The Business Case: Why Leadership Should Care
Platform engineering isn’t just about making endusers happy (though that matters). It delivers measurable business value:
– Faster time to market: Reduce deployment friction, ship features faster
– Better resource utilisation: Application users focus on business logic, not infrastructure
– Improved security posture: Standardised, vetted patterns reduce vulnerabilities
– Cost optimisation: Centralised management of cloud resources and tools
– Retention: Application teams stay where they can focus on meaningful work
One retail company documented a 60% reduction in time-to-production for new services after implementing its IDP. That’s the difference between quarterly and weekly releases.
Where ITSM Fits In
For organisations with mature ITSM practices, platform engineering doesn’t replace governance; it automates it. Your platform becomes the enforcement mechanism for policies:
– Change management?
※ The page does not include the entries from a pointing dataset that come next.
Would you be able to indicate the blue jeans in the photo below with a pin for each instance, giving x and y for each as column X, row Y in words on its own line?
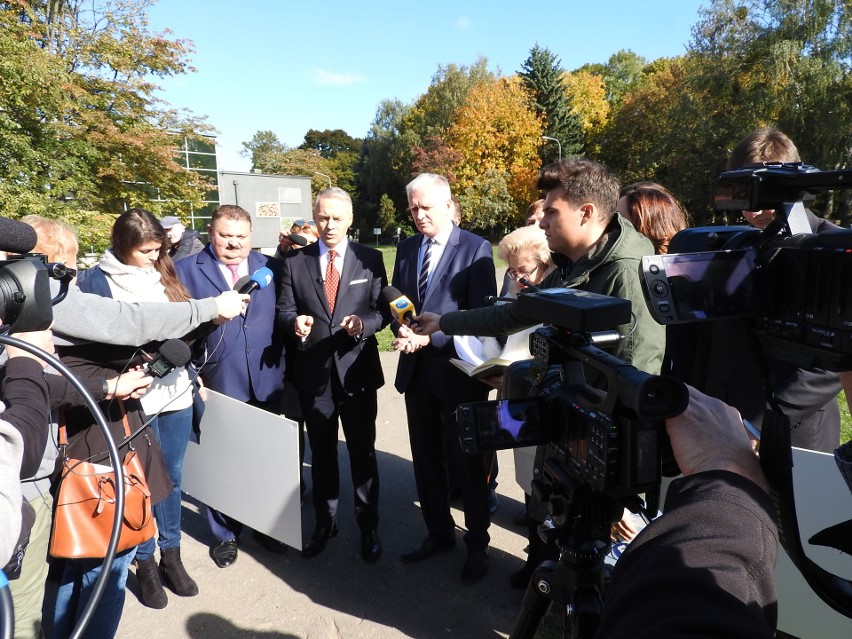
column 74, row 591
column 172, row 431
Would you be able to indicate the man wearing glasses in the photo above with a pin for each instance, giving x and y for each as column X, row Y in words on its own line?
column 594, row 250
column 442, row 268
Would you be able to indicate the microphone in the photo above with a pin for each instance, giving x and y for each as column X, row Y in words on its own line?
column 16, row 237
column 259, row 279
column 401, row 307
column 172, row 354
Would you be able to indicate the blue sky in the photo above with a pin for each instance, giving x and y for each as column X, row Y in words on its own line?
column 292, row 66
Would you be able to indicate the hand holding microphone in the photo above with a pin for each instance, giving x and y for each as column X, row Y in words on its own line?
column 402, row 309
column 426, row 323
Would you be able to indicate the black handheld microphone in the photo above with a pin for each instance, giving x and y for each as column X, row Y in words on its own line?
column 401, row 307
column 172, row 354
column 16, row 237
column 257, row 280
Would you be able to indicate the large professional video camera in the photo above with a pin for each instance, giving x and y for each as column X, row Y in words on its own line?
column 25, row 301
column 598, row 422
column 793, row 288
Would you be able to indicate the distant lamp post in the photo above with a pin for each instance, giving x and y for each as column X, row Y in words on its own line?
column 327, row 177
column 558, row 143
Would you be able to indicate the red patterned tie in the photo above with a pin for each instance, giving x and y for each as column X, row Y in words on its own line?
column 332, row 280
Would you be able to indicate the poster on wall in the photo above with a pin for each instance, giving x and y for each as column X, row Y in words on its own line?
column 267, row 209
column 289, row 195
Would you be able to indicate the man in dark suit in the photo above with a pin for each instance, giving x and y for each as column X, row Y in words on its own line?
column 328, row 302
column 443, row 268
column 244, row 358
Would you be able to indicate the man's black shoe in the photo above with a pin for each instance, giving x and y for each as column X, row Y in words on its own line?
column 318, row 540
column 270, row 544
column 475, row 567
column 428, row 548
column 224, row 553
column 371, row 547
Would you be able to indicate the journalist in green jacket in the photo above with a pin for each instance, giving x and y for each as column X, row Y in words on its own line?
column 595, row 249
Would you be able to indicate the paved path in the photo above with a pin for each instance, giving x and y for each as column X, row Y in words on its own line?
column 336, row 594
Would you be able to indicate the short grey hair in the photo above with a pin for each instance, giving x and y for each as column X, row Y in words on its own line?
column 334, row 193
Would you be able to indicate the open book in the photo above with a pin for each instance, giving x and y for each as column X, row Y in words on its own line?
column 488, row 368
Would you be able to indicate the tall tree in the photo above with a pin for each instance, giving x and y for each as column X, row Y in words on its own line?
column 542, row 76
column 496, row 134
column 379, row 169
column 341, row 150
column 263, row 149
column 100, row 139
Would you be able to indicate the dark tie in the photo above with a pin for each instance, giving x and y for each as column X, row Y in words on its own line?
column 424, row 271
column 332, row 280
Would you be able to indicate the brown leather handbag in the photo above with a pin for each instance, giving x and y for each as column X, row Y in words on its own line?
column 84, row 508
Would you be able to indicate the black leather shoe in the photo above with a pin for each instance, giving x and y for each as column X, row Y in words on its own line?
column 318, row 540
column 270, row 544
column 224, row 553
column 428, row 548
column 371, row 547
column 475, row 567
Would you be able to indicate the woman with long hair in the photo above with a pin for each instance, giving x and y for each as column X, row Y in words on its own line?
column 654, row 211
column 138, row 268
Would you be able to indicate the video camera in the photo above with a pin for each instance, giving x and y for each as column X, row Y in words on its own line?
column 600, row 418
column 25, row 298
column 793, row 285
column 793, row 288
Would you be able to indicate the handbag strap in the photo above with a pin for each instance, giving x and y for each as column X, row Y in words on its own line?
column 63, row 433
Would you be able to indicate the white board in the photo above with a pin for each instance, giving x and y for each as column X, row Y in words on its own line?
column 247, row 466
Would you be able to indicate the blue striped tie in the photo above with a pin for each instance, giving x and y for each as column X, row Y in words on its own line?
column 424, row 272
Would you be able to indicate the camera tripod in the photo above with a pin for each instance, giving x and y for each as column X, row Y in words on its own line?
column 582, row 520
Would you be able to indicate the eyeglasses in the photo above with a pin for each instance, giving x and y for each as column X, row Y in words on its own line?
column 517, row 275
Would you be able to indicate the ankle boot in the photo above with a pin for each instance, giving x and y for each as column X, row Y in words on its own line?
column 151, row 592
column 174, row 574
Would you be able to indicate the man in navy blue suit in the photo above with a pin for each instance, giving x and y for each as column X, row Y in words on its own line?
column 328, row 301
column 441, row 269
column 243, row 358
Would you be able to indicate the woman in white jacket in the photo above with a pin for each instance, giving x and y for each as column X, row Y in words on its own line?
column 138, row 268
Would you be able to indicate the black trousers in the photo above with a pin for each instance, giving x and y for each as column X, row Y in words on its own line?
column 357, row 414
column 434, row 437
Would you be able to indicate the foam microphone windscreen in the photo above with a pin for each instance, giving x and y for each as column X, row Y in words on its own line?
column 176, row 352
column 259, row 279
column 388, row 294
column 401, row 307
column 16, row 237
column 240, row 283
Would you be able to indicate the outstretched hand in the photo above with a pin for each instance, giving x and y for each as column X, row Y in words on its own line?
column 426, row 323
column 709, row 435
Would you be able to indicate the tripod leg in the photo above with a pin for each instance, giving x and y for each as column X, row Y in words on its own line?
column 534, row 605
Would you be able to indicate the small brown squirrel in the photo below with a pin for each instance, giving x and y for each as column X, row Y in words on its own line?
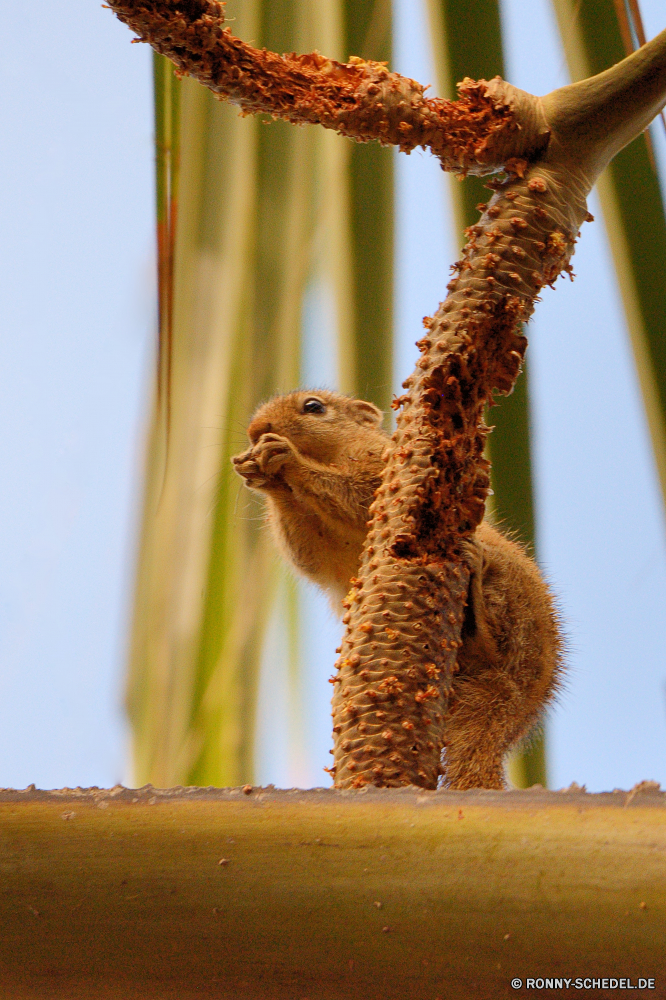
column 317, row 456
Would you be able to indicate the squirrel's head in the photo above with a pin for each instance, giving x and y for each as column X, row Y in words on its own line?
column 319, row 423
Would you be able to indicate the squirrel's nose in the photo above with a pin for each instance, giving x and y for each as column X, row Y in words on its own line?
column 257, row 428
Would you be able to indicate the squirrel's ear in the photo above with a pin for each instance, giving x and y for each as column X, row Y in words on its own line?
column 367, row 412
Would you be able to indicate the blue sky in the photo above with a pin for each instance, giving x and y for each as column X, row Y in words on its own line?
column 76, row 344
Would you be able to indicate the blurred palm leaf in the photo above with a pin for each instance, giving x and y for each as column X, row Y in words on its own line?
column 469, row 43
column 263, row 211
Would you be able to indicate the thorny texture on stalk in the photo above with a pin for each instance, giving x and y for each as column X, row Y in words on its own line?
column 359, row 99
column 405, row 609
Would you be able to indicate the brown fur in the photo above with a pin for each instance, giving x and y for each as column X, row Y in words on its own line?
column 319, row 472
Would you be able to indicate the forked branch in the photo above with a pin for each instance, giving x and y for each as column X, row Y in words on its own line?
column 405, row 608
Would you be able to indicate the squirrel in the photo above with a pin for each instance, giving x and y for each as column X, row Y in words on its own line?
column 317, row 457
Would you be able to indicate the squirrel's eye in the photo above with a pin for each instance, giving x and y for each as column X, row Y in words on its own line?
column 313, row 406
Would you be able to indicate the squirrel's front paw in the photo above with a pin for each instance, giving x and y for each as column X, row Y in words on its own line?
column 272, row 453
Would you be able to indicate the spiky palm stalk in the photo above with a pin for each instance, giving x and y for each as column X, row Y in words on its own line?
column 406, row 606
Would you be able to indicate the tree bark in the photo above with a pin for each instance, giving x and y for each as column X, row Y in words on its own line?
column 405, row 608
column 184, row 893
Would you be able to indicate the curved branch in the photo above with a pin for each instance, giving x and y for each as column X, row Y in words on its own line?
column 405, row 609
column 359, row 99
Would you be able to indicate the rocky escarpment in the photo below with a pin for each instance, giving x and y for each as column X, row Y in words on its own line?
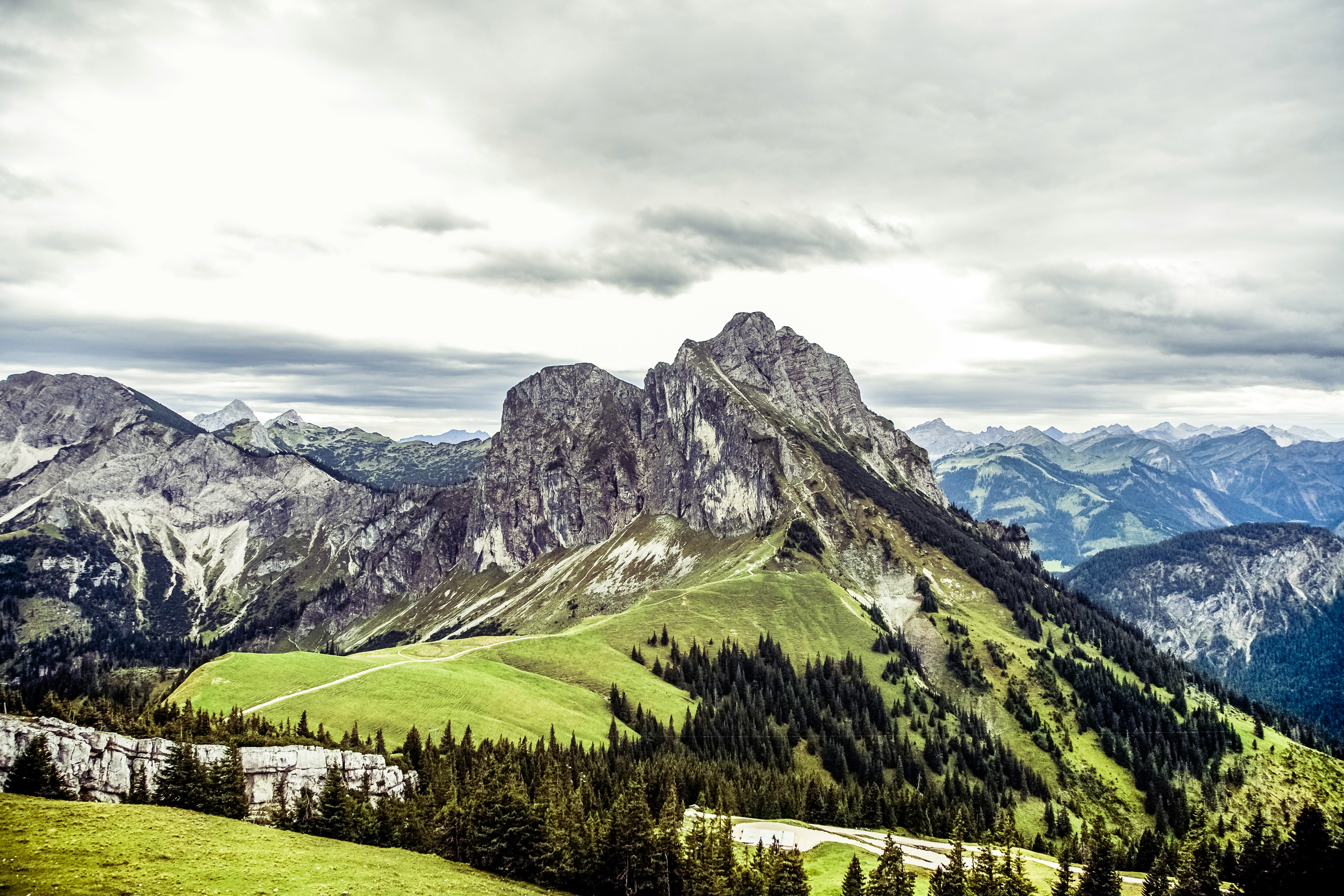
column 97, row 765
column 353, row 454
column 205, row 534
column 213, row 533
column 718, row 438
column 1258, row 604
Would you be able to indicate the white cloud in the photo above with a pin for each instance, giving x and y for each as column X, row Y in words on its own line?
column 1120, row 209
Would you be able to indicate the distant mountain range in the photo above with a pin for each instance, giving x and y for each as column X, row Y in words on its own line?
column 1082, row 494
column 353, row 454
column 452, row 437
column 1260, row 605
column 939, row 438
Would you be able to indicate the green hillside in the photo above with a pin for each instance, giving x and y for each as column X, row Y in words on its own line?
column 510, row 687
column 99, row 848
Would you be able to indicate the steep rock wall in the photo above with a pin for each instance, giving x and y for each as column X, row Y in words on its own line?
column 97, row 765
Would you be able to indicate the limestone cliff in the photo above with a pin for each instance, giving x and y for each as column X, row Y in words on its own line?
column 191, row 534
column 97, row 765
column 714, row 438
column 1258, row 604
Automated approvals for standard changes through the platform
– Configuration management? Infrastructure as code tracked in version control
– Security compliance? Baked into templates and enforced via policy-as-code
The platform becomes your automated control plane, not a circumvention of controls.
Getting Started Tomorrow
You don’t need a massive budget or a year-long initiative. Start small:
1. This week: Talk to three application users about their biggest time-wasters
2. This month: Document one golden path (e.g., “how to deploy a containerised service”)
3. This quarter: Automate that golden path so it’s self-service
4. This year: Measure adoption and iterate
Platform engineering is DevOps, evolved. It’s taking the cultural principles we’ve learned: collaboration, automation, measurement, and applying them with a product lens. The result? Application teams that move faster, operate more safely, and focus on what actually matters: delivering value to customers.
The Bottom Line
The future of DevOps isn’t more tools or more teams; it’s better platforms. Platforms built with empathy for users, grounded in product discipline, and focused on removing friction rather than adding process.
If your DevOps transformation has stalled, or if your end users spend more time fighting tools than building features, it might be time to think like a platform engineer. Build the roads. Let your teams drive.
What’s one friction point your platform could eliminate this quarter?